L’année à travers le prisme de la culture

Une manifestation contre la pièce «SLAV», le 27 juillet
Photo: Valérian Mazataud Le Devoir Une manifestation contre la pièce «SLAV», le 27 juillet

Quelle fut la marque de 2018 du point de vue culturel ? La discussion et le débat. S’ils n’ont pas toujours été gracieux — tombant même souvent lourdement dans la démagogie… —, les débats issus d’oeuvres de création et des manières de les faire ont largement débordé la sphère artistique. La culture a éclaboussé les manchettes, les grands titres et les conversations ; plusieurs se sont surpris à se crêper méchamment le chignon sur des sujets qui, il y a quelques mois encore, semblaient très éloignés de l’actualité. Il y avait longtemps que la culture n’avait pas autant été enjeu de société. Rétro regard sur ce qui a fait jaser.

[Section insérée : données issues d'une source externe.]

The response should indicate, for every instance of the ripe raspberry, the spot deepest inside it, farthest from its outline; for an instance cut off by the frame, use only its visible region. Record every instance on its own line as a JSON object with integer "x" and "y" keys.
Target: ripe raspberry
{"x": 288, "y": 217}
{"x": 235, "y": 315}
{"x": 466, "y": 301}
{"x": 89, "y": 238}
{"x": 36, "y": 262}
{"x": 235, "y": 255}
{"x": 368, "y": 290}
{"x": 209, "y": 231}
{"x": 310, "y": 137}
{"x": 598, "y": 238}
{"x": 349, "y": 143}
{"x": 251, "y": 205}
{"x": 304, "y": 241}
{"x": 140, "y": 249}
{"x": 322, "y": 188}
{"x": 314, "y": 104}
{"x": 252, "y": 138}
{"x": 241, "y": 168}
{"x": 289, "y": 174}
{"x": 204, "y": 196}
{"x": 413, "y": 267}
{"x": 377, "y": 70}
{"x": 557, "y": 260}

L’appropriation culturelle : jusqu’à quel point peut-on emprunter à une culture si on en est colonisateur ? Si notre métier est d’emprunter la peau de l’autre, peut-on le faire sans emprunter aussi son point de vue et sa sensibilité ? Les réactions au spectacle musical SLĀV, basé sur des chants d’esclaves afro-américains et signé par Betty Bonifassi et Robert Lepage, et surtout l’annulation des dernières représentations, ont ouvert la porte à des réflexions multiples. Outre de l’appropriation culturelle, on a parlé là aussi de la représentativité, des difficultés des artistes racisés au Québec, de racisme systémique. Le rapport de Diversité artistique Montréal (DAM), intitulé Rapport de la consultation sur le racisme systémique dans le milieu des arts, de la culture et des médias à Montréal, dévoilé il y a quelques semaines, aura permis de nommer certaines de ses formes. Se poursuivant autour du Kanata signé Lepage pour le célèbre Théâtre du Soleil d’Ariane Mnouchkine, ces débats se sont beaucoup polarisés. Comme si une juste représentativité tenait obligatoirement de la censure, comme si la liberté de création excluait l’éthique de la démarche ou de la représentation. On n’a pas, ou très peu, envisagé la critique formelle, qui pense que l’éthique est intégrale à la forme d’une oeuvre, qu’il peut exister également une « violence formelle », qui elle aussi a un fond.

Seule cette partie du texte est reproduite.